Configure Dynamic and Nested Groups

If you are managing an LDAP user store, you can configure support for the following types of groups in the directory configuration file:

Dynamic Groups

Enables you to dynamically define group membership by specifying an LDAP filter query in the User Console. With dynamic groups, administrators do not have to search for and add group members individually.

Nested Groups

Enables you to add groups as members of other groups.

You can enable dynamic and nested groups using the directory configuration file.

To configure a dynamic or nested group

1. Map the following well-known attributes to a physical attribute for the Group managed object as needed:
   • %DYNAMIC_GROUP_MEMBERSHIP%
   • %NESTED_GROUP_MEMBERSHIP%

   Note: The physical attribute that you select must support multiple values.

2. In the Directory Groups Behavior section, add the following GroupTypes element:

   <GroupTypes type=group>
   

3. Type a value for the following parameter:

   group

   Enables support for dynamic and nested groups.

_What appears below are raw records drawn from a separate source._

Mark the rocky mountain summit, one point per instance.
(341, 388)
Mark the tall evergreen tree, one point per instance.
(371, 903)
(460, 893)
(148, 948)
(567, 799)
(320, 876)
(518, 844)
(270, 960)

The valid values are as follows:

   • NONE—CA Identity Manager does not support dynamic and nested groups.
   • ALL—CA Identity Manager supports dynamic and nested groups.
   • DYNAMIC—CA Identity Manager supports dynamic groups only.
   • NESTED—CA Identity Manager supports nested groups only.

Once support for dynamic and nested groups is configured in the Identity Manager directory, Identity Manager administrators can specify which groups are dynamic and nested in the User Console.

Note: When you set the group type to NESTED or ALL without setting the %NESTED_GROUP_MEMBERSHIP% well-known parameter, CA Identity Manager stores both the nested groups and users in the %GROUP_MEMBERSHIP% well- known parameter. Processing group membership may be slightly slower.